You need to find your spot and choose areas that you can fish – it won’t be easy fishing. You simply just fill it in with boilies and particles – not pellets. Sit back and wait. It may take an hour, a day, two days or even a week for the fish to find you. When they do, you may get three on at the same time. If you do, just sack ‘em and get the rod back out because every minute is important. Forget the photos etc. until things quieten down. These fish will just eat what you have thrown out for them, every last morsel, and then swim on to the next feeding area. You literally cannot put enough bait in here once the carp are feeding.

Summary...

I hope you can see that it all depends upon the type of water you fish. The chances are that you will be fishing the privately owned smaller water so 10kgs would be plenty for a week’s fishing in most circumstances. If you are looking at our range, I would always take some Rosehip Isotonic boilies along with another of your choice. Rosehips deter poisson chats (little bullhead catfish) and to an extent crayfish at most times of the year.

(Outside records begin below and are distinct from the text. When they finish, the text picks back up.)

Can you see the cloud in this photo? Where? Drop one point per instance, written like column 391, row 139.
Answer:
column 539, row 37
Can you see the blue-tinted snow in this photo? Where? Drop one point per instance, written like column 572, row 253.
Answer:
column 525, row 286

As for making your baits more attractive, let’s hope your friends have bought something the fish don’t like. Most companies sell different attractors but to be honest, angling ability, and a stroke of luck, is far more important.

As for shelf-life over freezer, we do both in some bait flavours. Do you know that the only freezer bait I use is our i40? The simple reason is it dries out in 24hrs and doesn’t go off if kept dry. Freezer baits are a complete waste of time and effort. The vast majority of people that always use them have a very blinkered approach to their fishing – freezer baits are no better than shelf-lifes if the ingredients are the same, simple as that. If anybody has any PROOF I am all ears because I have plenty of proof they are. Opinions are fine but facts are easier to work with.